Since 1860, several thousands Lebanese began immigrating to Argentina, mainly to escape persecution from the Ottoman Empire (for which Lebanon was a part of at the time) and from the Mount Lebanon civil war. Initially most Lebanese migrants to Argentina were Christians, however, over the decades, Lebanese professing the Islamic faith also began immigrating to Argentina. In 1943, Lebanon obtained its independence from France and in 1945, Argentina recognized the independence of and established diplomatic relations with Lebanon. In May 1954, Lebanese President Camille Chamoun paid an official visit to Argentina and met with Argentine President Juan Perón. After the visit, Argentina opened an embassy in Beirut.

Relations between Argentina and Lebanon were limited during the Lebanese Civil War. In 1998, Argentina President Carlos Menem paid a three-day official visit to Lebanon. During the visit, President Menem met with Lebanese President Elias Hrawi and promoted enhanced trade relations between both nations. In 2012, Lebanese President Michel Sleiman paid an official visit to Argentina and meet with Argentine President Cristina Fernández de Kirchner.

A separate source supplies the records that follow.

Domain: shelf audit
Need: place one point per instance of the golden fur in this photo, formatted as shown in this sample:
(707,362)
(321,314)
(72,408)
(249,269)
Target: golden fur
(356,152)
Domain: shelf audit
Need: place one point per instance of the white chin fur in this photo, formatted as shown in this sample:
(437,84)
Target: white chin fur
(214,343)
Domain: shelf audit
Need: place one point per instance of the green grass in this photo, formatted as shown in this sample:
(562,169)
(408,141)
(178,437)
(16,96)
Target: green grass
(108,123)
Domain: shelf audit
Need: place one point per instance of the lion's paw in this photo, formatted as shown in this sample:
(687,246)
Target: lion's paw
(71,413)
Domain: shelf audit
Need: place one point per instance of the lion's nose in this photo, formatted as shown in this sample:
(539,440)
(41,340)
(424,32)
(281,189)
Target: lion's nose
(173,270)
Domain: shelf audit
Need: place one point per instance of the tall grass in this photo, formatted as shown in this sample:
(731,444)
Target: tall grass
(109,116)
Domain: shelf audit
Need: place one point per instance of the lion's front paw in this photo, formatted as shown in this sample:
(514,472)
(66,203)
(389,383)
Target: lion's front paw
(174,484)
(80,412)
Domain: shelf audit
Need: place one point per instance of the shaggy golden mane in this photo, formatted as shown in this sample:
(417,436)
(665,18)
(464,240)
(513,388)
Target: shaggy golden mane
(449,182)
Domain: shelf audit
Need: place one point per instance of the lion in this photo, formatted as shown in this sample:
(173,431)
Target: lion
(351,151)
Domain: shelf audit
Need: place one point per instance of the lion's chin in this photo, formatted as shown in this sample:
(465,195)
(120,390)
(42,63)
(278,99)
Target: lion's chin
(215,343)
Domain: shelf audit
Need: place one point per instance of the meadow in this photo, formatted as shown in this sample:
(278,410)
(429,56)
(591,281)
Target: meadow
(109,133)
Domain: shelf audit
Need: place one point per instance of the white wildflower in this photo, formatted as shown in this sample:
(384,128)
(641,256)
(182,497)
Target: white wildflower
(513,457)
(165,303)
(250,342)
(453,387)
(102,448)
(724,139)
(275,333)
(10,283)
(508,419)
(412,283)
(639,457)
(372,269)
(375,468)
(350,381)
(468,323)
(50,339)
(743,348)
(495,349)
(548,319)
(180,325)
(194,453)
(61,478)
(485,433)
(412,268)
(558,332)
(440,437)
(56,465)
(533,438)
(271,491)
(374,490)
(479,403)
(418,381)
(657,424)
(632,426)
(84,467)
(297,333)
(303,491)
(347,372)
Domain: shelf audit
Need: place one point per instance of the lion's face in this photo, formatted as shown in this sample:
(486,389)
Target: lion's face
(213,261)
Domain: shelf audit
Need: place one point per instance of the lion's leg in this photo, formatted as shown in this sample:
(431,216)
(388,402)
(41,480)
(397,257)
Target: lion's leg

In May 2016, Argentine Foreign Minister Susana Malcorra paid a visit to Lebanon. During her visit, she met with various local organizations assisting refugees affected by the Syrian Civil War and visited a Syrian refugee camp close to the Lebanese-Syrian border. That same year, Argentina agreed to resettle 3,000 Syrian refugees from Lebanon.

==High-level visits==
High-level visits from Argentina to Lebanon
- President Carlos Menem (1998)
- Foreign Minister Susana Malcorra (2016)

High-level visits from Lebanon to Argentina
- President Camille Chamoun (1954)
- President Michel Sleiman (2012)
- Foreign Minister Gebran Bassil (2014)

==Bilateral agreements==
Both nations have signed a few bilateral agreements such as an Agreement on Trade and Economic Cooperation; Agreement for Technical Cooperation and an Agreement on Tourism Cooperation.

==Trade==
In 2017, trade between Argentina and Lebanon totaled US$110 million. Argentina's main exports to Lebanon include: beef, yerba mate, soy, garbanzo beans and dairy based products. Lebanon's main exports to Argentina include: preserved and canned food, dried fruit and chemicals for agricultural purposes.

==Resident diplomatic missions==
- Argentina has an embassy in Beirut.
- Lebanon has an embassy in Buenos Aires.